McGrady trat zum Regal im hinteren Teil der Hütte und entdeckte eine Schachtel Streichhölzer. Dann ging er durch den Raum und zündete alle drei Lampen an. Er drehte die Dochte höher, bis die kleine Hütte von weißem Licht und unheimlichen Schatten erfüllt war.

»Was soll ich tun?«, fragte Kondo. »Wir könnten den Jungen runterheben.«

»Lassen Sie ihn. Behalten Sie mich einfach im Auge.«

»Wobei?«

»Wenn ich etwas finde, können Sie bezeugen, dass ich es nicht selbst hier deponiert habe.«

Kondo setzte eine beleidigte Miene auf. Seine Stirnhaut warf tiefe Falten über dem Knochen. Offenbar hatte McGrady irgendeinen Ehrenkodex in Zweifel gezogen.

»Ich könnte zu Hause im Bett liegen und würde es trotzdem mit der Hand auf der Bibel beschwören.«

»Aber wenn Sie hier sind, messen die Geschworenen Ihrer Aussage mehr Gewicht bei.«

»Welche Geschworenen?«, fragte Kondo. »Sie haben den Typen erschossen. Fall erledigt.«

»Ich glaube, er hatte Hilfe.«

»Warum?«

»Nur so ein Gefühl.«

»Haben Sie auch ein Gefühl, was dieses Bett betrifft?«

McGrady warf einen Blick auf das Feldbett. Jetzt wurde es von beiden Taschenlampen angestrahlt. Schmutzige Decken und alte Kleidungsstücke stapelten sich darauf.

»Was ist damit?«

»Es blutet.«

Kondo hatte recht. Auf dem Boden unter dem Bett war eine Lache zu erkennen. Die dünne Matratze war von Blut durchweicht. Es war heruntergetropft und hatte auf dem Boden eine Pfütze gebildet. Schwarze Ameisen hatten sie entdeckt und tummelten sich an den Rändern.

»Scheiße.«

»Haben Sie vorher nicht darunter nachgesehen?«

»Ich hab das Blut nicht bemerkt.«

Er hatte es zu eilig gehabt, die Hütte zu verlassen, Beamer ans Telefon zu bekommen und Verstärkung anzufordern. Er trat ans Bett, nahm eine fadenscheinige Jeans herunter und legte sie zur Seite. Dann ein kariertes Cowboyhemd und ein vergilbtes Unterhemd. Ein altes Laken. Ein zerrissenes Kissen. Als Letztes eine dünne Baumwolldecke. Sie war an mehreren Stellen blutgetränkt und so feucht, dass sie an der Gestalt darunter klebte. Inzwischen hatte das Blut zu trocknen begonnen, die Decke würde an der Haut kleben, wenn er sie hochhob. Der Umriss verriet McGrady, was er unter der Decke finden würde, woran sie festhing. Er nahm eine trockene Ecke und zog.
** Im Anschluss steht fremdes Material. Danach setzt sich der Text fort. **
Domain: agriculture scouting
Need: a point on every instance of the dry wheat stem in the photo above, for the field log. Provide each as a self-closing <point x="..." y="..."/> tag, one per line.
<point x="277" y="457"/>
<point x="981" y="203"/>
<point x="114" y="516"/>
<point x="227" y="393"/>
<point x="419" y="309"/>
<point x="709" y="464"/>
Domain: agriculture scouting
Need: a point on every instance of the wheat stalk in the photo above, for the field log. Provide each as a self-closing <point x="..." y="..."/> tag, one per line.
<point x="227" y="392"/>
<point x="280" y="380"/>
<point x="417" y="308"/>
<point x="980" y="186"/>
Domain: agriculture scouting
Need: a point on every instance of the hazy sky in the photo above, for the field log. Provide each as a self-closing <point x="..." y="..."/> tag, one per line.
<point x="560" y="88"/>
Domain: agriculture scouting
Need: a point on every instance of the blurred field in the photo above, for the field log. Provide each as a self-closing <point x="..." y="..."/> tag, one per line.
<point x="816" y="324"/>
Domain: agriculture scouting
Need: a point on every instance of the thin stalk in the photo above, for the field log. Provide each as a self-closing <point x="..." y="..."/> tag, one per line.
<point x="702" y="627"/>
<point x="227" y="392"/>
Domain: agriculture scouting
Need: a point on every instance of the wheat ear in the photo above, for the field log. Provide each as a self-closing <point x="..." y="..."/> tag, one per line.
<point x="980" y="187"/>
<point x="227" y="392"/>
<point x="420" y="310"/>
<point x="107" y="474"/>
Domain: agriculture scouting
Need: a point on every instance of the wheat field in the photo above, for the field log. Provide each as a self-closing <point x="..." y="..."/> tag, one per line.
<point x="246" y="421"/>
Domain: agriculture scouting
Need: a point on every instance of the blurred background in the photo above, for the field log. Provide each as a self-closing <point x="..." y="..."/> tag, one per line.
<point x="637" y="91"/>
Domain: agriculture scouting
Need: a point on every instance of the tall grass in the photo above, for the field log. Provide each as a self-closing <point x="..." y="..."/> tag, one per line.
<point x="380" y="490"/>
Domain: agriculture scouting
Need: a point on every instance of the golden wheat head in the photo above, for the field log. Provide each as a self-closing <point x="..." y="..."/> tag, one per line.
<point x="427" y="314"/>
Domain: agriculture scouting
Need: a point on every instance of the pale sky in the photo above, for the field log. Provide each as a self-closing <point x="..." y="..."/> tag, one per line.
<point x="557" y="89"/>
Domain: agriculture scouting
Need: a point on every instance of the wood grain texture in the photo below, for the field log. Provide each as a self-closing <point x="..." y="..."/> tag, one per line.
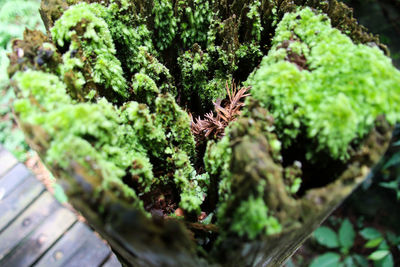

»Oh, verdammt«, sagte Kondo. »So etwas hasse ich.«

Sie war hübsch gewesen, das hatte Kondo gemeint. Wahrscheinlich war sie hübsch gewesen, das ließ sich jetzt schwer entscheiden. Sie hatte dunkle Haare, lang und glatt und glänzend. Das zumindest ließ sich problemlos feststellen. Sie war nackt, ihre Handgelenke waren hinter den gebeugten Knien gefesselt. Der Mann musste sein Messer wirklich lieben. Er hatte ihren Körper unversehrt gelassen und seine Energie auf ihren Hals und ihr Gesicht gerichtet.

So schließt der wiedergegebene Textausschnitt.